Highland Capital Management said in court documents that Delphi’s North American operations “continue to lose staggering sums of money, and drag down the rest of the business,” according to the wire service.
As a result, recoveries for unsecured creditors in the bankruptcy case were certain to be eroded by the financing, the hedge fund added. “The Debtors’ continued willingness to operate a money-losing business that burns cash for the benefit of GM is beyond comprehension,” Highland reportedly said in the court papers.
In early August, GM agreed to increase its loan to Delphi by $300 million, to $950 million.
Getting the new cash is conditioned on Delphi filing modifications to its reorganization plan by October 31, according to an earlier announcement from Delphi. The company had said in court papers that it needs the additional money to maintain a minimum level of liquidity.

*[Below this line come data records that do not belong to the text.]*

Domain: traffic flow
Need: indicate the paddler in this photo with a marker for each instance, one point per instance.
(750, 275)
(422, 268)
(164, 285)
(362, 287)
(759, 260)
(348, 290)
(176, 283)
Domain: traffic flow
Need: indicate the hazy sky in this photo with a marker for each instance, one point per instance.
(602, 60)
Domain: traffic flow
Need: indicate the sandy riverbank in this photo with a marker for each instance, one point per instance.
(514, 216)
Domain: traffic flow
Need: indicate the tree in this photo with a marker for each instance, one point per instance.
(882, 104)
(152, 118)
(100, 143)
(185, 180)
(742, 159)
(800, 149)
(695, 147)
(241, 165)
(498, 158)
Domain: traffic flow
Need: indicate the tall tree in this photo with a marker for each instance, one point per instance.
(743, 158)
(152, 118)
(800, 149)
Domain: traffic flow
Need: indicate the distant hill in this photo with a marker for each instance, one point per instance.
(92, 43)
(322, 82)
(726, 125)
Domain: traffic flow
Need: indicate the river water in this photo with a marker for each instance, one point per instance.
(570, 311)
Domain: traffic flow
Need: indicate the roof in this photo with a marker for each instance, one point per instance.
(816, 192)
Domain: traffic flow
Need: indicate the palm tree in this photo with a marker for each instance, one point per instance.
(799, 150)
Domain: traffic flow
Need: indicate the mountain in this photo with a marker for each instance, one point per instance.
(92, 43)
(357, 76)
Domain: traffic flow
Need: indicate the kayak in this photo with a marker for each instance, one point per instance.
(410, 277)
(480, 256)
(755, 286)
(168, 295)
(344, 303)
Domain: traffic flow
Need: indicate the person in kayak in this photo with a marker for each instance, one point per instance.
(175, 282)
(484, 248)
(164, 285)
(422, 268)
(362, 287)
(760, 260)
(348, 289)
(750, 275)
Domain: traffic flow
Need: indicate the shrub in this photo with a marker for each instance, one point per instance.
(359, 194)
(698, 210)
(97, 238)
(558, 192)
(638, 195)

Last month a U.S. bankruptcy judge allowed Delphi to move forward with a lawsuit that seeks to force hedge fund Appaloosa Management LP to complete its deal to invest in the company. The judge refused a request by Appaloosa and other investors to dismiss the case.
The suit alleges fraud and breach of contract when the hedge funds tried to walk away from their commitment to participate in a $2.55 billion equity deal. Appaloosa, Harbinger Capital Partners Master Fund I Ltd., and Pardus Capital Management LP each created investment vehicles to participate in the deal.